Brief Fact Summary. The Plaintiff, Walker Rogges, Inc. (Plaintiff), retained the Defendant, Chelsea Title & Guaranty Co. (Defendant), to insure the tract of land in question. Although known to the Defendant, which was not told to Plaintiff, there was a discrepancy in the acreage of the land.
Synopsis of Rule of Law. A title company could be subject to a negligence action if the act complained of was the direct result of duties voluntarily assumed by the insurer in addition to the mere contract to insure title.
Issue. Whether a title company should be exposed to liability:
In a tort claim for negligence in searching records; and
In a liability claim under contract law for the insurance policy.
Held. Affirmed, reversed in part and remanded for a determination of whether the Defendant assumed a duty to assure the quantity of acreage and whether there was a breach of this duty.

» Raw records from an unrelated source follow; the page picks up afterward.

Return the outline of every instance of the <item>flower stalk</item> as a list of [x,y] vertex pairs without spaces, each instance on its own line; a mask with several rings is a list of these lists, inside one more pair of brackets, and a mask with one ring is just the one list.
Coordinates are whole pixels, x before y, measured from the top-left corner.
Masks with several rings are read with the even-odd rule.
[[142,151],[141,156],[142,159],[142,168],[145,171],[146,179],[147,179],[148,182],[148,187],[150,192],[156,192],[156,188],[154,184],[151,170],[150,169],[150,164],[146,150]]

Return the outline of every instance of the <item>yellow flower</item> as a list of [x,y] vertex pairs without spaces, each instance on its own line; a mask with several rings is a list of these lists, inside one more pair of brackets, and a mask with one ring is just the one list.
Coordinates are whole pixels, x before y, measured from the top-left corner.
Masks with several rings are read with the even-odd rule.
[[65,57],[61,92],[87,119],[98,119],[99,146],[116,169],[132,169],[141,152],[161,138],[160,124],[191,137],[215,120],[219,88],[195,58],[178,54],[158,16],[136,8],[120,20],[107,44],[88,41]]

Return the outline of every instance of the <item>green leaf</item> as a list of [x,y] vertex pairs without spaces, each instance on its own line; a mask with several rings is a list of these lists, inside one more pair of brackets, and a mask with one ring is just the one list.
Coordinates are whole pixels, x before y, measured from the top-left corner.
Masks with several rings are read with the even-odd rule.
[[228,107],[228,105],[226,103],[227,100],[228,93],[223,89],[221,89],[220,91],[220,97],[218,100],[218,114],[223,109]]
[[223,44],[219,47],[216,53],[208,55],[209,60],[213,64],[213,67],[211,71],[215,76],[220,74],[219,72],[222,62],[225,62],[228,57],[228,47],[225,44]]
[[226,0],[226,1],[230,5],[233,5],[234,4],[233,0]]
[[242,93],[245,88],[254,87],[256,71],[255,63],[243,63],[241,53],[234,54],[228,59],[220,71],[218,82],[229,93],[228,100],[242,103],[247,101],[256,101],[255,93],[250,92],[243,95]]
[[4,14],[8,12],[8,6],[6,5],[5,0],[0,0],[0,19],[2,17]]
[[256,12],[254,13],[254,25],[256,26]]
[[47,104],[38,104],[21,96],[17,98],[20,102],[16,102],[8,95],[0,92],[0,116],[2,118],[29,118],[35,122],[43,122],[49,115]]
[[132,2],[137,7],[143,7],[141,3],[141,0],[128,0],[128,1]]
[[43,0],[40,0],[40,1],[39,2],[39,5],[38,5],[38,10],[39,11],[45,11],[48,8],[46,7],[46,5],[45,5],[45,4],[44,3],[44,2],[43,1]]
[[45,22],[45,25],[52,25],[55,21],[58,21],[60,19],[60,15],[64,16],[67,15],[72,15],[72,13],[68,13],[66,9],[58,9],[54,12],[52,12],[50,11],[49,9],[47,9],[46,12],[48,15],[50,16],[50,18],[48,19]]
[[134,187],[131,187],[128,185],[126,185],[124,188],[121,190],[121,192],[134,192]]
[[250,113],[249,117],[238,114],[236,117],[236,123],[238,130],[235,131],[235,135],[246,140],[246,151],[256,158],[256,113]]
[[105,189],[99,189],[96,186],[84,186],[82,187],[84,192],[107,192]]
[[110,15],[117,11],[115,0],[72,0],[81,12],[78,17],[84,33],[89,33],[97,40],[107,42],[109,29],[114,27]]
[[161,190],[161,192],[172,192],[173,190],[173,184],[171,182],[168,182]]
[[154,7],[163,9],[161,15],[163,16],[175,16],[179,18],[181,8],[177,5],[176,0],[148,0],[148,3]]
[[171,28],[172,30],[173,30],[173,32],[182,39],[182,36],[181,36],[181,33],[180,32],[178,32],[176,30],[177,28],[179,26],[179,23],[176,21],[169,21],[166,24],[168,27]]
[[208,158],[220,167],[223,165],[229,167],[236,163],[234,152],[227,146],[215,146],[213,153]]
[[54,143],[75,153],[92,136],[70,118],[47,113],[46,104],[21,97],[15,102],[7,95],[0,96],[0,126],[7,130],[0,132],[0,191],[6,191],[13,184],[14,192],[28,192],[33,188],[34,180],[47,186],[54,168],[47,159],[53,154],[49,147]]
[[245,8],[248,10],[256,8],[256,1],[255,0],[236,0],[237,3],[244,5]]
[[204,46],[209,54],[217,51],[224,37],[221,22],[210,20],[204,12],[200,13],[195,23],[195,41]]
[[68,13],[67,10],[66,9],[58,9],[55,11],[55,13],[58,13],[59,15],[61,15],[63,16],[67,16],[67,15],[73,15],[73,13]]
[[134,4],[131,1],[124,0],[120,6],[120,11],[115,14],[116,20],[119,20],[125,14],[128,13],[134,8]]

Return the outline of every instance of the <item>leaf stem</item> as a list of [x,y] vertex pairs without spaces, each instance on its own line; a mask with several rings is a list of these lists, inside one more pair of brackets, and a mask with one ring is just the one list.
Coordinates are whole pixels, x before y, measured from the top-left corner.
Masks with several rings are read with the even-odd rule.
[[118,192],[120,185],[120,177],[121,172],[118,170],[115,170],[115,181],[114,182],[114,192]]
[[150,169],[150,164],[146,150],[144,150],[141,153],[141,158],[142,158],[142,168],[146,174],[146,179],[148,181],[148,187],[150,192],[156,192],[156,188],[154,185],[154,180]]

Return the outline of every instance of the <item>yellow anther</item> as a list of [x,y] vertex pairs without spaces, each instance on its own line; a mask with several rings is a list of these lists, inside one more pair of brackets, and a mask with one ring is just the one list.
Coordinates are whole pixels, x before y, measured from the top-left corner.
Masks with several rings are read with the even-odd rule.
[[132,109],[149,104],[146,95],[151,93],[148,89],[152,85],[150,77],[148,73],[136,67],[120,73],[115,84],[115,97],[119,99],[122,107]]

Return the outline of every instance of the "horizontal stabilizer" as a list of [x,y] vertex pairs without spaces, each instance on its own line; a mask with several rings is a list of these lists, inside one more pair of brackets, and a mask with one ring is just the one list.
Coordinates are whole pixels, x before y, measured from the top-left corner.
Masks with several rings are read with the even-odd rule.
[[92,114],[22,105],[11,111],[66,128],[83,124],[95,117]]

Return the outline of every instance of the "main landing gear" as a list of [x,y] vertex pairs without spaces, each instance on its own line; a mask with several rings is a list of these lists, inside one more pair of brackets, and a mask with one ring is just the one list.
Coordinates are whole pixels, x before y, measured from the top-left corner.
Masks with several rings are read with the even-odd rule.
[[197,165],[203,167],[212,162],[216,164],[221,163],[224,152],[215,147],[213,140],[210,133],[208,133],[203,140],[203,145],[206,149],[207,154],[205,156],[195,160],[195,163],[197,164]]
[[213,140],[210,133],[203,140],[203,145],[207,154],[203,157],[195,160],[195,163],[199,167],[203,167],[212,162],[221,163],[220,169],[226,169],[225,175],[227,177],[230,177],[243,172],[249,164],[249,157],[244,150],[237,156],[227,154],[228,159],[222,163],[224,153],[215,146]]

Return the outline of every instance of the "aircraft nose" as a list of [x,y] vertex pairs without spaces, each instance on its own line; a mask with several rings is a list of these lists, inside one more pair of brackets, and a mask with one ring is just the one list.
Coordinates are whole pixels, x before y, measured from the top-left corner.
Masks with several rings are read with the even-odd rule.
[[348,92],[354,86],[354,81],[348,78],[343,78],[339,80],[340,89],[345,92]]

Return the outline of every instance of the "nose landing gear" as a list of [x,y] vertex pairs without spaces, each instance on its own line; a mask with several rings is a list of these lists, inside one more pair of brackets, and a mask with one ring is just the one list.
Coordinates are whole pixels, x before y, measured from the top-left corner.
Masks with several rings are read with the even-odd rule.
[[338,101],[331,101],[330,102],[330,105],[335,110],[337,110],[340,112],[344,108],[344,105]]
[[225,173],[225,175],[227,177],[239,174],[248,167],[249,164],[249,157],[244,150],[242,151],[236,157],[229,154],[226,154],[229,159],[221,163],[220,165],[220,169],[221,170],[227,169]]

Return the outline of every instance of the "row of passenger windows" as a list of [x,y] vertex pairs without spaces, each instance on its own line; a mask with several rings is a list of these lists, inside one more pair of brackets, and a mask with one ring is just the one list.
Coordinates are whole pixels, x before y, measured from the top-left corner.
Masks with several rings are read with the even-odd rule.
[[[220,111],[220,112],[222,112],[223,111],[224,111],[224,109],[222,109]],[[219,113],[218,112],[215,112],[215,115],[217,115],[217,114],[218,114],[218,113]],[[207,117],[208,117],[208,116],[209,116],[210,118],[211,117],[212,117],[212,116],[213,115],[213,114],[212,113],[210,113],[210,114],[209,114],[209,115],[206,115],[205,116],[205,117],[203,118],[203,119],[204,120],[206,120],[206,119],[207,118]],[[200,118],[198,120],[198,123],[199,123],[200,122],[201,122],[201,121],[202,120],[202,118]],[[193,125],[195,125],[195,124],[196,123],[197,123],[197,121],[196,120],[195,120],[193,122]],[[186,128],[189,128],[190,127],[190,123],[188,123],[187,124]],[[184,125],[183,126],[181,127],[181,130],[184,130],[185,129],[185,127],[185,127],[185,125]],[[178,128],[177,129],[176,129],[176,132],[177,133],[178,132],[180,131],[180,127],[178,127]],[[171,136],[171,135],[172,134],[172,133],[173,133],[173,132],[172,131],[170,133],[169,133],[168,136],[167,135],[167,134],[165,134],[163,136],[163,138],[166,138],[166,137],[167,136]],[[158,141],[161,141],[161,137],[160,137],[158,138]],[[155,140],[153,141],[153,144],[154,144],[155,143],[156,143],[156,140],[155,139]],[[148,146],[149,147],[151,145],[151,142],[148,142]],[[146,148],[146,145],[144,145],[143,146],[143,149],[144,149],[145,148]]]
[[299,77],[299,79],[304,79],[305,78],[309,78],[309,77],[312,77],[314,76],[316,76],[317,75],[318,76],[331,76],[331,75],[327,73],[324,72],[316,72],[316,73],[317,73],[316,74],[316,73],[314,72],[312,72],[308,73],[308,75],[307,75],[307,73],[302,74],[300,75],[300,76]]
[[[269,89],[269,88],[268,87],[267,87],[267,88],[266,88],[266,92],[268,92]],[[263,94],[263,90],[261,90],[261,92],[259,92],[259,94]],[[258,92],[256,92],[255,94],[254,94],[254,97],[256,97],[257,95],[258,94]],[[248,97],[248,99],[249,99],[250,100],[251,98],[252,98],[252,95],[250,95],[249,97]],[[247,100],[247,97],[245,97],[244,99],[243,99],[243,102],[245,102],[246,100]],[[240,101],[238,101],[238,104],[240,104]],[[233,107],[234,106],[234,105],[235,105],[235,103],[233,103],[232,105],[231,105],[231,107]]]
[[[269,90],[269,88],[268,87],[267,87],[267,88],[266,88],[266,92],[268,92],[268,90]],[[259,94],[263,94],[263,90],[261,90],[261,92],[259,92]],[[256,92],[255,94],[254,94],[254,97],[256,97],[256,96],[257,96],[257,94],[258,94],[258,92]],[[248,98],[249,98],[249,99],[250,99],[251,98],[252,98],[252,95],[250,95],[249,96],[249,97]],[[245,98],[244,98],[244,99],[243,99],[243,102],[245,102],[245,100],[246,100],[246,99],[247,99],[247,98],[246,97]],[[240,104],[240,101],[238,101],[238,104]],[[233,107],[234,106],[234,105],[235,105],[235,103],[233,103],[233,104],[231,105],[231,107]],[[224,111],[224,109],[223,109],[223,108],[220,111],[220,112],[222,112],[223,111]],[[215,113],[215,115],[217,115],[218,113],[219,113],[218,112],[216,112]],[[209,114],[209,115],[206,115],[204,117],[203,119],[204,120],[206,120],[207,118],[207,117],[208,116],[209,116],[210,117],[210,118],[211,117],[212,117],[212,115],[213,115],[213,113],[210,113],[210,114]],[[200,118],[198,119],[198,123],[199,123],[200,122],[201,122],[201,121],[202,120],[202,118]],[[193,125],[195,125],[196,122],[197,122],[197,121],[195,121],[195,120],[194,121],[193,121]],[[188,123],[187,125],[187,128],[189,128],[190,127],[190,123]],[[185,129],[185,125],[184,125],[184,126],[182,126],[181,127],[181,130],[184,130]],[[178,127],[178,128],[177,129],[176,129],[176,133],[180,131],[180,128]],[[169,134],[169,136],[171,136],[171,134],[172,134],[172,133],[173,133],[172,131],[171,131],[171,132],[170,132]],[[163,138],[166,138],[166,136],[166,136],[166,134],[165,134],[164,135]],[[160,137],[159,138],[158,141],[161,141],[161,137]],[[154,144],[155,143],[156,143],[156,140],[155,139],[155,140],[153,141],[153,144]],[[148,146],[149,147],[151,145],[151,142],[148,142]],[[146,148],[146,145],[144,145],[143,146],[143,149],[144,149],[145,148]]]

In the absence of a recital of acreage, a title company does not insure the quantity of land. To obtain such insurance, an insured should provide the title company with an acceptable survey that recites the quantity of land.
A title company could be subject to a negligence action if the act complained of was the direct result of duties voluntarily assumed by the insurer in addition to the mere contract to insure title.
A commitment for title insurance is no more than a statement of the terms and conditions upon which the insurer is willing to issue its title policy.